Mas não é apenas para o povo português que sobram motivos de preocupação. A preocupação é geral e é preciso evitar que se transforme em amarga realidade.

Detenhamo-nos apenas em três dos aspetos da proposta.

Por um lado, a proposta apresentada pela Comissão Europeia marginaliza e secundariza os objectivos de coesão económica, social e territorial e agrava assimetrias e desigualdades.

Com a criação dos Planos Nacionais e Regionais de Parceria (PNRP) faz-se uma amálgama de fundos misturando coesão, política agrícola, pescas, gestão de fronteiras, entre outros. Essa opção procura disfarçar os cortes nos fundos destinados a algumas dessas políticas e prejudica os países económica e socialmente menos desenvolvidos.

Por outro lado, a Comissão quer utilizar o QFP para concentrar e centralizar poderes e acentuar ainda mais os mecanismos que permitem a imposição de políticas aos Estados-Membros e o condicionamento da sua soberania.

A Comissão pretende que o desembolso dos fundos ao abrigo dos PNRP esteja associado ao cumprimento de marcos e metas e à concretização das reformas determinadas pelas opções e orientações impostas pela UE.

Quem cumprir o que a Comissão Europeia determinar pode ter acesso a fundos, quem não cumprir não tem.

Acrescenta-se a isso a intenção de criação de novos recursos próprios da UE para financiar o orçamento europeu. Inserem-se neste capítulo a criação de novos impostos europeus ou o reforço da componente que é desviada dos Estados para a UE de taxas e impostos já existentes. O mesmo é dizer mais intromissão na soberania dos Estados e menos capacidade de estes decidirem em função do seu próprio desenvolvimento e das necessidades dos respectivos povos.

Em alguns casos a proposta da Comissão subverte completamente a natureza que o orçamento da UE deve ter, obrigando países menos desenvolvidos a suportar maiores contribuições para o orçamento do que os países mais desenvolvidos através desses novos recursos próprios. Seria o caso de Portugal, por exemplo, a propósito do tabaco e dos produtos eléctricos e electrónicos.

Com tudo isto, assim se mandaria às malvas a determinação de que o orçamento da UE deve compensar os países que sofrem os impactos negativos da integração, do mercado único, da moeda única e das políticas comuns.
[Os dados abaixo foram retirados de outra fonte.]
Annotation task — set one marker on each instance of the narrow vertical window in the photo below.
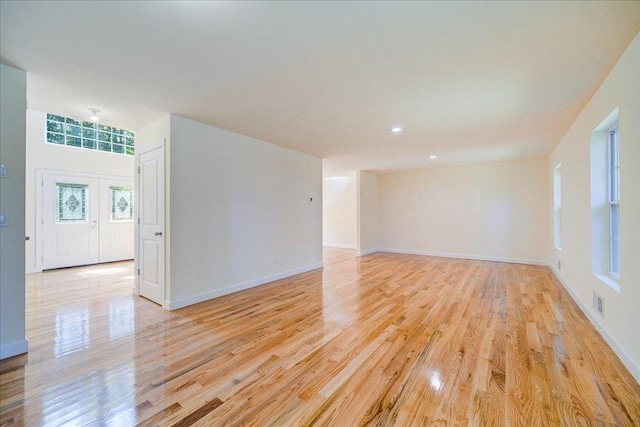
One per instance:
(614, 202)
(557, 206)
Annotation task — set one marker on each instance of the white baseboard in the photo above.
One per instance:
(183, 302)
(626, 360)
(338, 245)
(367, 252)
(467, 256)
(14, 348)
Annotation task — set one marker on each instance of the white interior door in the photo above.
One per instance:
(151, 228)
(116, 220)
(69, 221)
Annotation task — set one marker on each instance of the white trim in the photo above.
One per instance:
(13, 349)
(467, 256)
(338, 245)
(173, 305)
(624, 357)
(367, 252)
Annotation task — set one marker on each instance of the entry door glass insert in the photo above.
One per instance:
(72, 203)
(121, 202)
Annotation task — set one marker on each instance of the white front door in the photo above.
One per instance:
(151, 229)
(70, 221)
(116, 220)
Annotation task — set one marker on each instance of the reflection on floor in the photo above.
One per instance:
(386, 339)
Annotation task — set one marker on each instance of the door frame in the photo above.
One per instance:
(152, 145)
(39, 217)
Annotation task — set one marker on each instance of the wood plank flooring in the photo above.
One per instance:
(386, 339)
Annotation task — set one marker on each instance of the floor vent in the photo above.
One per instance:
(598, 303)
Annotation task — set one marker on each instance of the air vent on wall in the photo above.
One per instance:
(598, 304)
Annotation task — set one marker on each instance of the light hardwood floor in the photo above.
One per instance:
(386, 339)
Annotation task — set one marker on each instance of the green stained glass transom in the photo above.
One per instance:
(71, 203)
(88, 135)
(121, 203)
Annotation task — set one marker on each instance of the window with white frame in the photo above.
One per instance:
(614, 202)
(92, 136)
(557, 206)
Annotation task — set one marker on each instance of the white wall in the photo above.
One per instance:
(13, 105)
(494, 211)
(367, 204)
(621, 325)
(339, 209)
(240, 212)
(42, 155)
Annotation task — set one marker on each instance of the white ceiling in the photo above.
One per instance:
(469, 81)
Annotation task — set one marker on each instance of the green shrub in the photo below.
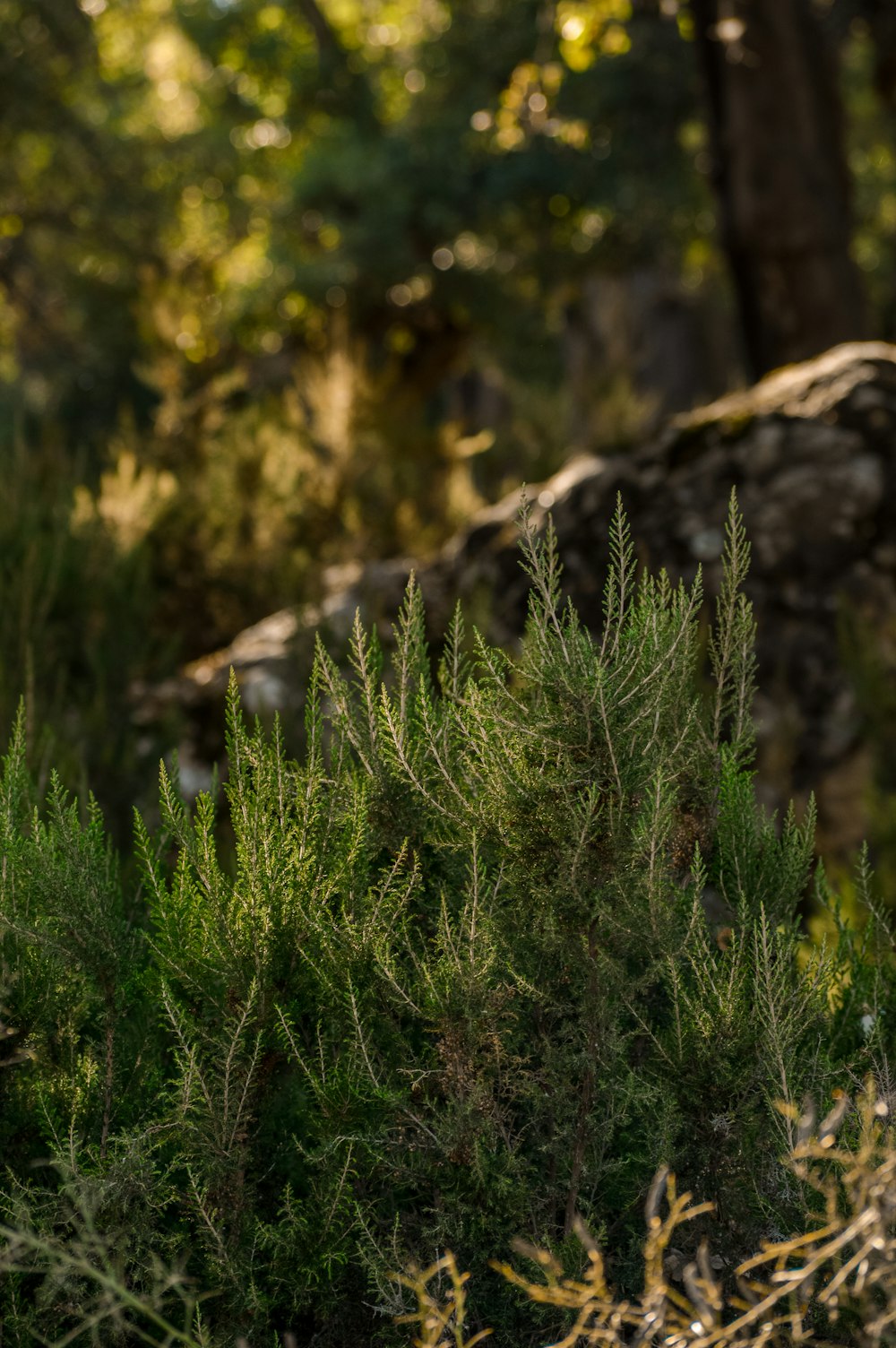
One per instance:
(513, 936)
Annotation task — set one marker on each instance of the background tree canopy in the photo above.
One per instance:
(283, 283)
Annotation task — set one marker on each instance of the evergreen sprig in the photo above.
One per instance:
(511, 936)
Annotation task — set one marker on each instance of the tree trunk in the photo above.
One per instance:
(780, 177)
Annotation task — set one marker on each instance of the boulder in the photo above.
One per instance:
(812, 452)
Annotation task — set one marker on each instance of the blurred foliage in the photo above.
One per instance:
(290, 282)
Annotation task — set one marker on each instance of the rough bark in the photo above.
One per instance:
(780, 177)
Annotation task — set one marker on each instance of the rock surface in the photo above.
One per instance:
(812, 452)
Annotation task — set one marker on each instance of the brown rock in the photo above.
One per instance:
(812, 452)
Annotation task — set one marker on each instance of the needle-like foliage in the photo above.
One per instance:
(510, 938)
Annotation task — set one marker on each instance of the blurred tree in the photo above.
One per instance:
(780, 176)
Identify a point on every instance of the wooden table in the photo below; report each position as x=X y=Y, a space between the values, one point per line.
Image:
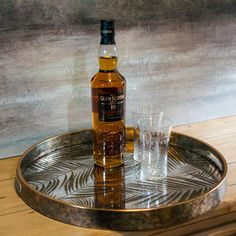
x=16 y=218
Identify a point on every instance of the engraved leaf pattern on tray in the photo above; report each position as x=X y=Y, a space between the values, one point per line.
x=67 y=174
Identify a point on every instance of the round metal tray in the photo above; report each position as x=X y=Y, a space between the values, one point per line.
x=57 y=178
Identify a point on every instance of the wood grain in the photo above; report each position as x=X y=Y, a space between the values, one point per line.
x=18 y=219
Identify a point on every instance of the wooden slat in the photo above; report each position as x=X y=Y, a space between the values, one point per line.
x=16 y=218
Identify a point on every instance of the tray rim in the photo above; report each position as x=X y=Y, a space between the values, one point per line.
x=21 y=181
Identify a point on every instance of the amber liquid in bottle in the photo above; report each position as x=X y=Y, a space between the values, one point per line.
x=108 y=114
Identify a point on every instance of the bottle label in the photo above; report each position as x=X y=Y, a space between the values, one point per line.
x=110 y=103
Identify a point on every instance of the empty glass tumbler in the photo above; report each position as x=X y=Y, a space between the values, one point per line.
x=144 y=111
x=155 y=136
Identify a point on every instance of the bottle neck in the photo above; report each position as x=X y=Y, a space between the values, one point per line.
x=107 y=55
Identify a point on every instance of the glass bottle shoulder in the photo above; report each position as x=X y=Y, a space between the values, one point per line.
x=108 y=79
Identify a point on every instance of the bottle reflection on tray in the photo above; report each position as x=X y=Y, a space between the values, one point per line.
x=109 y=188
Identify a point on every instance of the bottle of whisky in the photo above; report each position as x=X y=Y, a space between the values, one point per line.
x=108 y=88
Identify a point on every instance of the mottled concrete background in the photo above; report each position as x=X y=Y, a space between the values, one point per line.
x=180 y=54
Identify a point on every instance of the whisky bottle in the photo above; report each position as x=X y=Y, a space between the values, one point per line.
x=108 y=89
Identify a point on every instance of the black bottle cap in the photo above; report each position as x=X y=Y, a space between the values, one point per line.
x=107 y=28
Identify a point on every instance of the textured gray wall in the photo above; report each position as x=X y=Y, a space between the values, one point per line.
x=180 y=54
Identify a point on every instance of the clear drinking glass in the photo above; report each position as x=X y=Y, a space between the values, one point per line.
x=154 y=142
x=143 y=111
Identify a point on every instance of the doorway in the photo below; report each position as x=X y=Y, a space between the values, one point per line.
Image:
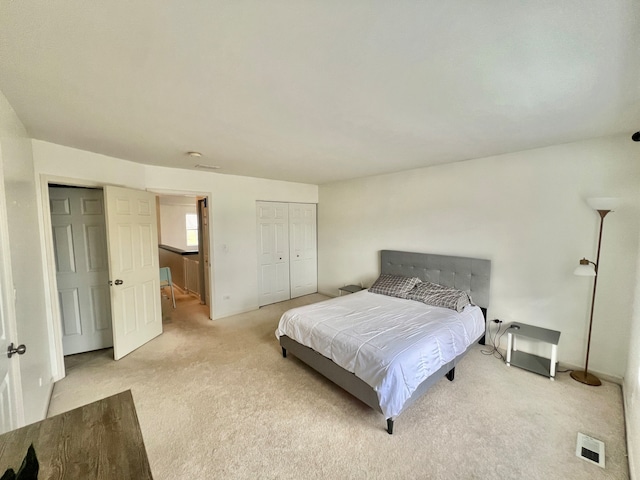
x=183 y=235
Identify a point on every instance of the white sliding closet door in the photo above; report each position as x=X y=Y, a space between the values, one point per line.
x=303 y=249
x=273 y=252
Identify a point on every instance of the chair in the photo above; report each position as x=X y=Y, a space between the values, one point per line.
x=165 y=281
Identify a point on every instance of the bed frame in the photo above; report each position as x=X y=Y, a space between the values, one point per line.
x=469 y=274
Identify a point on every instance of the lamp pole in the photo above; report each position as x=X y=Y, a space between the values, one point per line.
x=584 y=376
Por último, a Comissão faz uma distribuição de cortes, aumentos e desvios orçamentais que é muito reveladora das opções e orientações da UE.

Corta cerca de 11% nos fundos da coesão, incluindo o Fundo Social Europeu +. Nos fundos associados à Política Agrícola Comum (PAC) e às Pescas o corte poderá ser da ordem dos 10% mas existem estudos que apontam para que chegue aos 30% no caso da PAC.

Os fundos do Horizonte Europa (ciência), do Erasmus+ (educação) e parte do LIFE (ambiente e acção climática), entre outros, são desviados para criar o chamado Fundo para a Competitividade destinado a beneficiar grandes empresas multinacionais.

Já as verbas destinadas ao militarismo são significativamente aumentadas, sendo que os montantes previstos no actual QFP para a mobilidade militar são multiplicados por 10 (!!). A acrescer a este aumento, as verbas de outros fundos e programas, nomeadamente os que são fundidos nos PNRP, podem ser igualmente desviadas para investimentos na militarização.

Quem achar que esta é uma discussão distante das nossas vidas que se desengane. É do nosso futuro e do futuro das nossas vidas que se está a tratar naquele orçamento.